= Desmotubule =

Structure in plant cells

Illustration of the plasmodesmata structure spanning the cell wall (CW). The desmotubule (DM) is shown as a continuation of the endoplasmic reticulum (ER), with various membrane proteins linking it to the plasma membrane (PM).

A desmotubule is an endomembrane derived structure of the plasmodesmata that connects the endoplasmic reticulum of two adjacent plant cells. The desmotubule is not actually a tubule but a compact, cylindrical segment of the ER that is found within the larger tubule structure of the plasmodesmata pore.
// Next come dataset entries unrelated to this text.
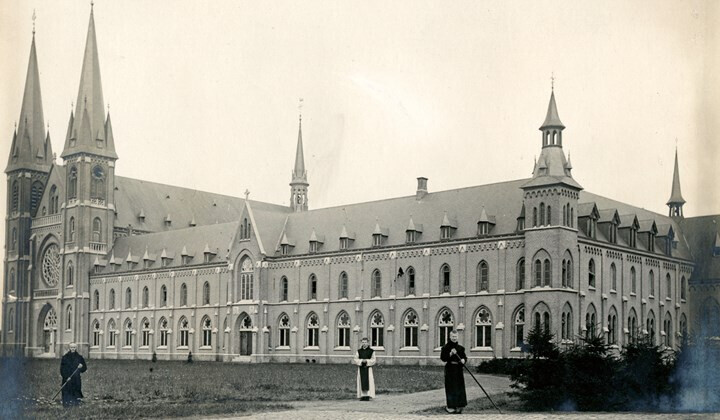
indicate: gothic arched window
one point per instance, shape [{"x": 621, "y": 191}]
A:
[{"x": 72, "y": 183}]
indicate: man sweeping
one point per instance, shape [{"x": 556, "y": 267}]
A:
[
  {"x": 365, "y": 359},
  {"x": 71, "y": 366},
  {"x": 453, "y": 354}
]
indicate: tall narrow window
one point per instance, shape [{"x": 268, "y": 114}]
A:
[
  {"x": 16, "y": 196},
  {"x": 145, "y": 333},
  {"x": 184, "y": 335},
  {"x": 521, "y": 274},
  {"x": 207, "y": 332},
  {"x": 343, "y": 330},
  {"x": 343, "y": 286},
  {"x": 538, "y": 273},
  {"x": 70, "y": 274},
  {"x": 96, "y": 334},
  {"x": 71, "y": 230},
  {"x": 246, "y": 280},
  {"x": 313, "y": 329},
  {"x": 482, "y": 277},
  {"x": 163, "y": 332},
  {"x": 376, "y": 288},
  {"x": 112, "y": 333},
  {"x": 163, "y": 296},
  {"x": 283, "y": 289},
  {"x": 445, "y": 279},
  {"x": 206, "y": 293},
  {"x": 97, "y": 183},
  {"x": 312, "y": 287},
  {"x": 446, "y": 324},
  {"x": 519, "y": 327},
  {"x": 682, "y": 288},
  {"x": 97, "y": 230},
  {"x": 72, "y": 183},
  {"x": 410, "y": 273},
  {"x": 128, "y": 333},
  {"x": 377, "y": 330},
  {"x": 547, "y": 276},
  {"x": 183, "y": 294},
  {"x": 410, "y": 329},
  {"x": 651, "y": 278},
  {"x": 284, "y": 331},
  {"x": 591, "y": 273},
  {"x": 483, "y": 328}
]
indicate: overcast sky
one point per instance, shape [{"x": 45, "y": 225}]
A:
[{"x": 205, "y": 94}]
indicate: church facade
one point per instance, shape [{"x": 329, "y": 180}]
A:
[{"x": 127, "y": 268}]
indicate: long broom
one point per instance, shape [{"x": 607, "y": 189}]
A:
[
  {"x": 481, "y": 387},
  {"x": 66, "y": 382}
]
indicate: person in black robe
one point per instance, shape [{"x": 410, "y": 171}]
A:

Some, but not all, transport of the plasmodesmata occurs through the desmotubule.

==Structure==
The desmotubule is a rod-like structure with a diameter of approximately 15 nm, making it one of the mostly highly compressed biological membrane structures known. Although it is usually appressed, the desmotubule can widen to form an internal lumen. The membranes that form the desmotubule are derived from the cortical endoplasmic reticulum and are embedded with proteins. These proteins connect the membrane of the desmotubule to the plasma membrane. Other proteins, consisting of mostly actin and myosin, form a helical structure which allows the transport of molecules through the cytoplasmic sleeve.

==Function==
The desmotubule is involved in the lateral transfer of lipid molecules from one cell’s ER to another. These lipids are used in cell signaling pathways as a form of intracellular communication. There are three ways in which the desmotubule can facilitate the transfer of molecules: allowing them to flow through its internal lumen, letting them diffuse along its membrane, or attaching molecules on its cytoplasmic side and actively transporting them through the cytoplasmic sleeve of the plasmodesmata. Actin and myosin molecules attach at the cytoplasmic end of the desmotubule and can provide contractile force that closes its opening and regulates the movement of molecules through the pore. In addition, the proteins of the desmotubule help to provide structural support to the plasmodesmata.